David Attenborough seeks remixes for his old field recordings

A remix competition will be judged by a panel including the legendary broadcaster himself...

David Attenborough is looking for producers to remix his 70-year-old field recordings.

As part of a new competition launched by Songlines magazines and PRS Foundation, music makers are being invited to remix recordings captured by the legendary broadcaster – who celebrates his 93rd birthday this week – in Bali over 70 years ago.

An album of Attenborough’s field recordings, ‘My Field Recordings From Across The Planet’ was released in November 2018. These recordings were taken between 1954 and 1963 while Attenborough was travelling to remote parts of the world to film exotic animals for the BBC television series Zoo Quest. In his spare time, he used to use recording equipment to capture the numerous musical performances and rituals of the people he met.

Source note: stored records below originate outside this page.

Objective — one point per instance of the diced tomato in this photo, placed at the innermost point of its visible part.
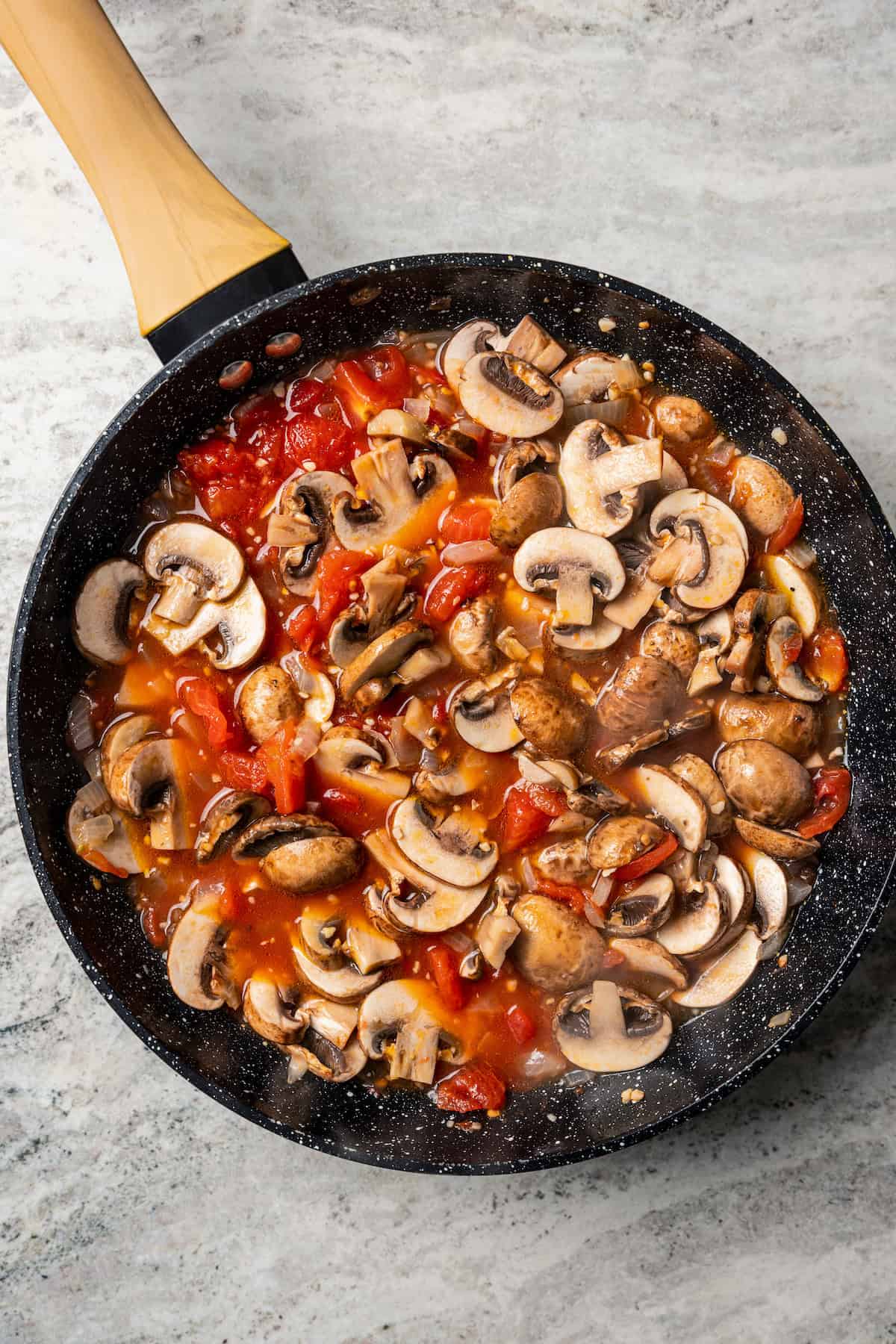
(301, 628)
(335, 576)
(243, 771)
(454, 586)
(825, 659)
(788, 530)
(563, 893)
(388, 369)
(202, 699)
(474, 1086)
(328, 444)
(521, 1026)
(445, 967)
(284, 771)
(467, 522)
(649, 860)
(832, 788)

The recording in question for the competition was captured in Bali in 1956, and features the sound of a gamelan orchestra he met while recording a documentary about the komodo dragon. Listen to the recording below. 

“The villagers will sit down while the leader of the gamelan orchestra will convey his composition, teaching them, one at a time how to play,” Attenborough told Songlines in an interview last year. "They then play this concerted music with extraordinary precision and real zest. So it is haunting music that you hear every night – or you did in those days, in the villages of Bali.”

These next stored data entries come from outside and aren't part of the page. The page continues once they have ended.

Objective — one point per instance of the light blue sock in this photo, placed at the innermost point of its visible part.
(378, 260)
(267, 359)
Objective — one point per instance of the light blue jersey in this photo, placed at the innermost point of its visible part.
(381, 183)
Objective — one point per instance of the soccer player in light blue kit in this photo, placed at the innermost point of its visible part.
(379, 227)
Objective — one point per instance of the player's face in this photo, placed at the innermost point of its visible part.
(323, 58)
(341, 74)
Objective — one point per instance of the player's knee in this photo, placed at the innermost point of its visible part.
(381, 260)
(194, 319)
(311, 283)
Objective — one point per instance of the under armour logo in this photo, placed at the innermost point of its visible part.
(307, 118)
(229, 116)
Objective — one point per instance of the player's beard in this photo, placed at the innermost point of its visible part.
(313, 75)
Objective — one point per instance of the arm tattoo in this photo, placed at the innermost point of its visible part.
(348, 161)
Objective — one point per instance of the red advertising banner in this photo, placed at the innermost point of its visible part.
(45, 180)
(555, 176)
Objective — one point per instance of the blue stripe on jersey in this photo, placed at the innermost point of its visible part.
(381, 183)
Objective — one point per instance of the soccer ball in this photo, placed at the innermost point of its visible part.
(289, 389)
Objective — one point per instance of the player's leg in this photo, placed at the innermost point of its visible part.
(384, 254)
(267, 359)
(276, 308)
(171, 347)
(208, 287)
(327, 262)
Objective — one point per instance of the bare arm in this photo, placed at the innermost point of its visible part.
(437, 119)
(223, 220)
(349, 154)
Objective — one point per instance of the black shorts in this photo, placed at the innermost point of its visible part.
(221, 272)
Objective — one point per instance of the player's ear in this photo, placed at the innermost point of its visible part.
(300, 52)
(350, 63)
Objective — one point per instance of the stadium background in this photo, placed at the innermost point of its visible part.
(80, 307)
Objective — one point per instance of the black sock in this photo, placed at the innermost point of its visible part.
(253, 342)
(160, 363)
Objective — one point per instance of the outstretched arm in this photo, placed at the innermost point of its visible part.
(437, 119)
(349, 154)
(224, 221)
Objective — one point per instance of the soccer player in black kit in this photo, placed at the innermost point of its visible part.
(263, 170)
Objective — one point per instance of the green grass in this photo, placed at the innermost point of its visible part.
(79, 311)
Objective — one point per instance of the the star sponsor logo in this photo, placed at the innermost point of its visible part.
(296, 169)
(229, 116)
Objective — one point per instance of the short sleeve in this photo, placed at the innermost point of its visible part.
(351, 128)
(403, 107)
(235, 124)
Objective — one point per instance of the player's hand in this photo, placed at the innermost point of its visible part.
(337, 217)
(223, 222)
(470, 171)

"The traditions that had been developed over centuries were still continued with no knowledge of Western styles of music, which since then have enveloped the world," he addded. "So these sounds which I captured with that clumsy tape recorder 60 years ago have a quality that you wouldn't be able to replicate today."

The piece is called ‘Gender Wayang’, after a style of gamelan playing native to Bali, and is comprised of two metallophones and one pair of drums. You can hear it below.

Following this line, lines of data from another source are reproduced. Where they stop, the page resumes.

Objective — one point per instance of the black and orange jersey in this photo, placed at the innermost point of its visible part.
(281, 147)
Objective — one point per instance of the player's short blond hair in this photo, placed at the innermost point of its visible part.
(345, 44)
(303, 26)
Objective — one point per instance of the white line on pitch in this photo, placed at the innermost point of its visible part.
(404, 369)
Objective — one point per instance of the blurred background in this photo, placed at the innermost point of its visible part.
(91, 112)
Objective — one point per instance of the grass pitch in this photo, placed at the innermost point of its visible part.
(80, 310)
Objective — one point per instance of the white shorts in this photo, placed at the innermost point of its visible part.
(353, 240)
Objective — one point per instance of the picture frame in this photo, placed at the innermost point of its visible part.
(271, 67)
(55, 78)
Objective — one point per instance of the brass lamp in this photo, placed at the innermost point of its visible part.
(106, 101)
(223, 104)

It seems, however, that none of the royalties generated through the project will be given to the original musicians who Attenborough recorded or their families. The terms of the competition state that "All revenues generated from additional sub-licensing will be shared equally between the music creator, BBC Worldwide and Sir David Attenborough’s affiliated charity Fauna & Flora International."

Entries to the competition will initially be judged by a panel of experts, including Gilles Peterson, Ghostpoet, Matthew Herbert, Hannah Peel, Cerys Matthews and Attenborough himself. A shortlist of six remixes will be chosen by the judges before being passed to a public vote to decide the winner.

Entries close Monday 10th June. Voting will take place from 19th July to 15th September with the winner being announced on 1st November.